As a high school valedictorian, Oliver was also a part of Mock Trial, Science Olympiad, the Charlotte Symphony Youth Orchestra, and others.
Here are some important words Oliver shares:
"There was considerable overlap in the coursework for Finance and Public and International Affairs... were interesting because these courses taught me the ways that business leaders react to economic policy when making their own decisions on a corporate level."
"I chose to major in [Public and International Affairs] because I was interested in understanding how these policies affect our daily lives."
Q: Why did you choose to attend Princeton?
A: My main decision was among Princeton, University of Pennsylvania (Wharton), and Brown. Wharton would have been the best choice if I was certain that I wanted to study business, but for anything else Princeton would have been the better option. In addition, Princeton is unique among the Ivy League for its focus on the undergraduate curriculum rather than its graduate programs. Finally, Princeton offered the most generous financial aid package. These factors combined led me to choose Princeton.
Q: What does a Public and International Affairs’ major entail? Why did you decide to major in it?
A: Public and International Affairs focuses on the practical applications of policymaking. Rather than a theoretical approach like you would take in a philosophy or politics class, the Public and International Affairs curriculum looks at real world examples of policies that did or did not work and analyzes their causes and effects. I chose to major in it because I was interested in understanding how these policies affect our daily lives.

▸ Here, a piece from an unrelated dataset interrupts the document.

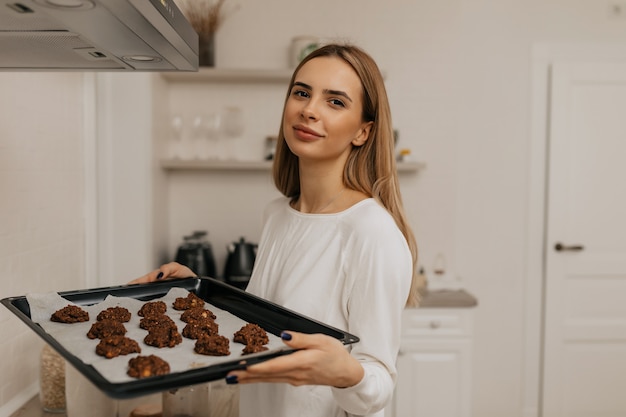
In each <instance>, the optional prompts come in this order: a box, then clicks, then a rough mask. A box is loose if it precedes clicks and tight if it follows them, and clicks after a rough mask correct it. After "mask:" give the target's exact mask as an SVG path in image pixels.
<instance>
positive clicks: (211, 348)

Q: Have you taken any courses related to business, marketing, or finance at Princeton? If so, can you explain what you took away from them and how they fostered your interest in those topics?
A: I completed the undergraduate certificate program in Finance. There was considerable overlap in the coursework for Finance and Public and International Affairs in terms of economic policy and how economic policy affects financial decisions on a macro and micro level. These were interesting because these courses taught me the ways that business leaders react to economic policy when making their own decisions on a corporate level.